Lacy was acutely aware of the man riding behind her. She could almost feel his intense gaze pinned on her back, and twice whipped around hoping to catch him and embarrass him into ceasing his scrutiny. But he simply grinned back, dark brows raised in question, his fine teeth a stark contrast to his cold-reddened cheeks and darkly stubbled jaw.
She didn’t know whether to be flattered or irritated by his attention. She had just begun to think of him as a friend. And now he wanted to court her?
She had no interest in being courted. All she cared about was finding out what had happened to Hannah. She could think no further than that.
But still, it was nice having him near. There was a quiet assurance about Daniel, a steadiness that had been missing from her life for too long. If she allowed it, she could grow to depend on that calm strength too much.
It was early afternoon when they reached Fort Middleton. It looked a bit forlorn, poking up out of the snow on such a lonely stretch of road, and Lacy wondered how much longer the army would keep it in open.
It had definitely had its ups and downs. Originally built to hold Middleton Pass during the war with Mexico in 1848, it had been largely abandoned after hostilities ended. Then, with the onset of the Indian wars, it had enjoyed a brief revival until the reservations were established. Now its sole purpose was to keep the pass secure for pilgrims moving west—after the horrific tragedy at Donner Pass over the Sierra Nevada almost twenty-five years ago, the government wanted no more travelers stranded over the winter. But with railroads now able to offer cross-country passage at a fraction of the cost, time, and danger of travel by horse or wagon, fewer pilgrims came this way.
In fact, Lacy noted only one canvas-covered wagon parked outside the log walls when they rode through the gates. Within the compound, there were even more signs that Fort Middleton was falling into disuse. The blockhouse at the corner of the stockade enclosure was deserted, the parade grounds empty. Of the two residences set aside for married officers, one was boarded up. And although the quartermaster’s stables appeared to still be in use, there were half the number of horses in the paddock than when Lacy and her brothers had come here last year, asking about Hannah.
It appeared Fort Middleton was in its final decline.
“Wait here,” Tom said, stopping beside the flagpole outside the post headquarters. “I’ll give our hellos to the man in charge and see if they have any rooms available in the unused residences.”

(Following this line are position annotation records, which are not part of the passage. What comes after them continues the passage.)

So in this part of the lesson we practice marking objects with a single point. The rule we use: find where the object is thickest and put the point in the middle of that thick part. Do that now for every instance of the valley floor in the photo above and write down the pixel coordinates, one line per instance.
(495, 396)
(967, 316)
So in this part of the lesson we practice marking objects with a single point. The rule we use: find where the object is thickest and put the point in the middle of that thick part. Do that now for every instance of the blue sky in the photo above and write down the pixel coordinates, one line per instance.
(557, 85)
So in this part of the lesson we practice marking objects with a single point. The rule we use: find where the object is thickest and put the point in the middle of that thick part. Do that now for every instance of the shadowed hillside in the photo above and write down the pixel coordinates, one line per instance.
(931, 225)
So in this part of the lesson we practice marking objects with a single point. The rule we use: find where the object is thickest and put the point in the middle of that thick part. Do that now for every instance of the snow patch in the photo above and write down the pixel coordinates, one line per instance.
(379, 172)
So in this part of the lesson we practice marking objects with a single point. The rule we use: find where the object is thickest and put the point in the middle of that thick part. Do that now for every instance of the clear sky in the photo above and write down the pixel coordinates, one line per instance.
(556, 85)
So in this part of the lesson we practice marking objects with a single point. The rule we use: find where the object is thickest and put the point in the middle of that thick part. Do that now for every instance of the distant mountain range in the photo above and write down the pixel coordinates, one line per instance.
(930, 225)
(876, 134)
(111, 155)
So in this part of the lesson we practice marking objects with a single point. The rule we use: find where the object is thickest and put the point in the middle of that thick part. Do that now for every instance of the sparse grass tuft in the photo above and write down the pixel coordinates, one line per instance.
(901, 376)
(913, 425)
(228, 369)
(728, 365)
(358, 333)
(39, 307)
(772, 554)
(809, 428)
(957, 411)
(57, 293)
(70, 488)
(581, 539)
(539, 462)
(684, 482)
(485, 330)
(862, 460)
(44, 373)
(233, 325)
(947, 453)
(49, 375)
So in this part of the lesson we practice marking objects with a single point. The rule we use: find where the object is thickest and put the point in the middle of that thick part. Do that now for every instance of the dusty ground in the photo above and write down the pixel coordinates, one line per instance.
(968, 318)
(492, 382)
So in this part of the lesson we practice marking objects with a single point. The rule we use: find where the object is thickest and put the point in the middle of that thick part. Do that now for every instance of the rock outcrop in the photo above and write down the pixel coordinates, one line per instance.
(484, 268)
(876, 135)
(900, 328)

As it happened, the un-boarded house Lacy had noticed when they had arrived was kept in readiness for visiting dignitaries, although no dignitaries had visited in over sixteen months, and none were expected for the foreseeable future. Tom and his family were welcome to use it.
“I told them you were our brother,” Tom said to Daniel as they led the horses to the stable. “Thought it would cause less speculation.”
“Did you inquire about Hannah?” Lacy asked.
“We’re invited to dine with Commander Phillips tonight. We’ll ask then.”
Phillips had been in charge last year when they’d come looking for Hannah. He hadn’t been much help then, and Lacy doubted he’d be much help now. Still, they had to ask.
After leaving their soiled clothing with the lady at the camp laundry, they went on to their borrowed quarters, a small house with drooping lace curtains in the windows and a pot of dead daisies on the front porch. Inside was a dining and kitchen area with a hearth, a small parlor, and a single bedroom off which ran a steep set of stairs that led up to a narrow, low-ceilinged attic with a window on one peaked wall, a cot on the other, and unused furniture stored in between.
The house was freezing and had a musty odor. Luckily there was ample firewood stacked beside the hearth, which Daniel used to get a fire going. There was also a working pump in the kitchen and a small hip tub on the back stoop, although the men decided they would go back to the bathhouse behind the laundry, where they could also get a shave.